A ma fenêtre, je n'ai pas envie de cynisme.
Mais simplement d'une bonne douche et de progrès notables.
Lorsqu'à nos vices viscéraux, il reste de bonnes volontés à notre humanité.
Ce sont celles que j'embrasse à cette activité qui ébranle mon immeuble.

Je ne me pose pas la question de l'origine du carburant qui fait rouler ces camions.
Ni celle du combustible, à la source, qui permet d'alimenter mes appareils électriques.
En décidant de ne pas me sentir responsable d'abominations qui perdurent en ce monde.
Je ne veux même pas penser à la chance que j'ai d'être né dans un pays plutôt qu'un autre.
Quand je me tiendrai à celle d'être en vie pour voir ce que je vois.
A celle d'être amoureux.

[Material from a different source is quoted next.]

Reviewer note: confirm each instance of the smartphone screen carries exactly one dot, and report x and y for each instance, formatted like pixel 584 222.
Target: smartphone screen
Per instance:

A celle d'être aimé. Au tournant de ce jour.
Qui donne, comme toujours, autant de raisons à l'espoir qu'au découragement.
Et en Pangloss de fortune, tout aussi ridicule, je veux ce qui est plein, sans mépriser le vide.
Quand je dois très égoïstement m'arranger de tout pour jouir de mon existence.
Souligner ce qui est beau, même aux choses très laides, arracher le bonheur,
en toute circonstance, respirer à l'étage ce qu'il me faut d'espoir pour ne pas me jeter.
J'admire ce ballet qui peut mobiliser ouvriers, géomètres, dans la fureur du bruit
qui a soufflé mes fenêtres, quand au fond de l'appart, derrière mon épaule,
un homme s'évertue à travailler pour moi, mon bien, ou mon confort.
J'y penserai bien sûr. A la prochaine douche.
Même si c'est pour l'argent, nous nous rendons service.
Une main pour détruire. L'autre pour réparer.
Pour soi et pour l'ensemble je rêve de progrès.
Je peux être meilleur et veux y travailler.